No significant bleeding was observed during or after the procedure in the 19 patients receiving anti‐thrombotic therapy in our study. In a previous prospective cohort study by Ernst et al. that examined the effects of clopidogrel after transbronchial biopsy, antiplatelet agents caused significantly higher bleeding incidence rates, at 89% and 100% in the clopidogrel and DAPT groups, respectively.13 Despite the small number of patients in our study (n = 19), significantly less bleeding occurred in patients who underwent EBUS‐TBNA than in those who underwent EBB or TBLB. This may be the result of several characteristics of EBUS‐TBNA. Because TBNA is needle aspiration, tissue is damaged less than when performing a biopsy using forceps. Additionally, because EBUS‐TBNA is a procedure under real‐time ultrasound‐guidance, the operator can avoid significant damage to grossly invisible vascular structures that can be damaged by EBB or TBLB.

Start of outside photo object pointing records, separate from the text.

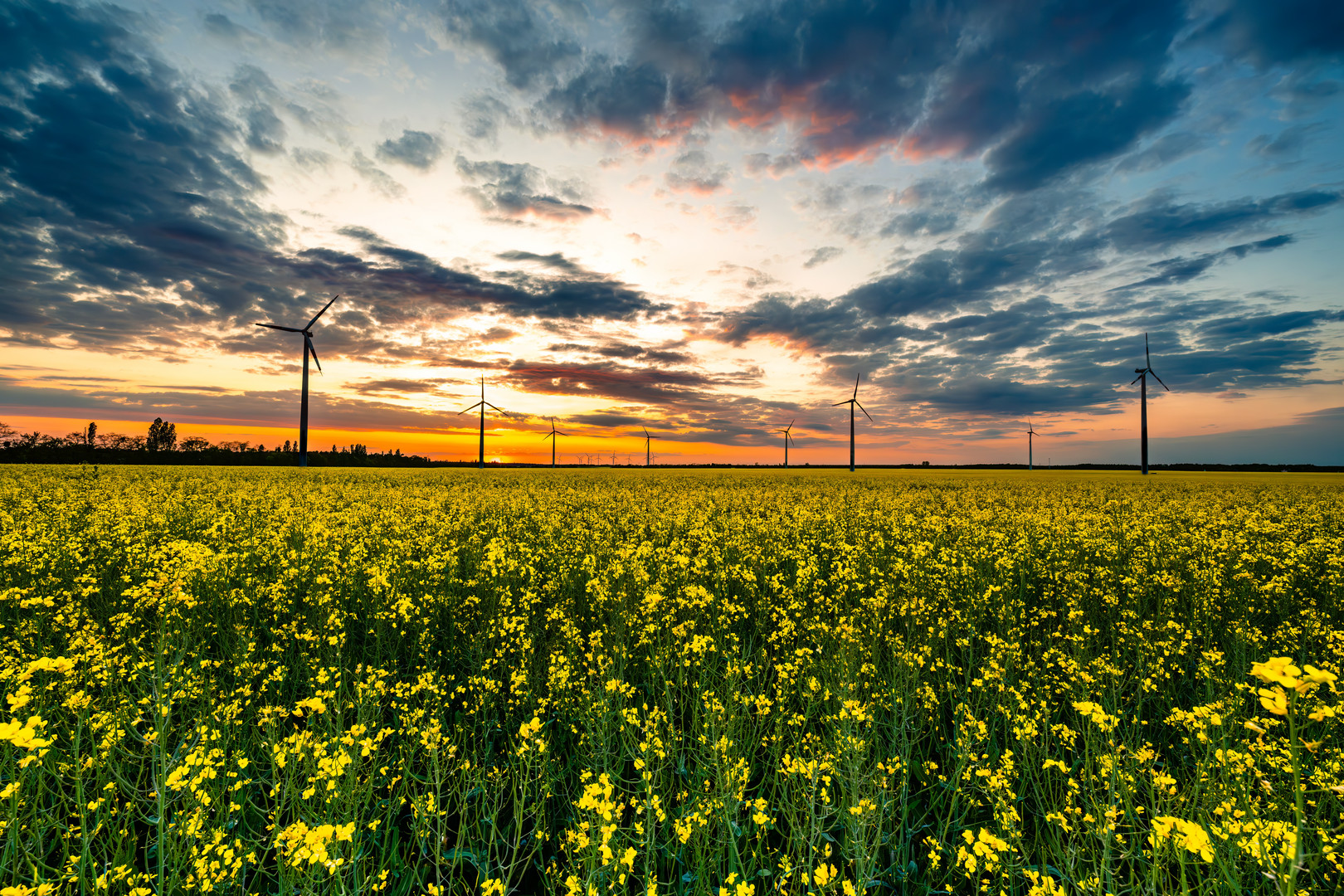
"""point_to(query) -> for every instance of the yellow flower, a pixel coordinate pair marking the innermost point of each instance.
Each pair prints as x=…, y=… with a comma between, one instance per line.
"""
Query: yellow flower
x=1274, y=700
x=1319, y=676
x=23, y=737
x=1277, y=670
x=1188, y=835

Several limitations in our study should be mentioned. First, this was a retrospective, single‐center study design and patient sample was very small. Additionally, because some patients received PCI in other hospitals, we could not confirm the types of coronary artery stents. Second, because our hospital registry only includes patients who underwent EBUS‐TBNA, we could not evaluate patients with poor performance or unstable cardiopulmonary conditions or cases that were candidates for EBUS‐TBNA but could not undergo the procedure for other reasons. Finally, it is difficult to definitively conclude that EBUS‐TBNA is a safe procedure in patients on anti‐thrombotic therapy, as only 19 patients were included in our study. However, to the best of our knowledge, this is the first study to examine the safety of EBUS‐TBNA in patients with coronary artery disease treated with PCI, and we expect further studies will be conducted based on our results.

In conclusion, if coronary artery disease is stable, EBUS‐TBNA can be performed safely in patients who have undergone recent PCI; however, further studies are required to evaluate the safety for patients on anti‐thrombotic therapy.

Disclosure

No authors report any conflict of interest.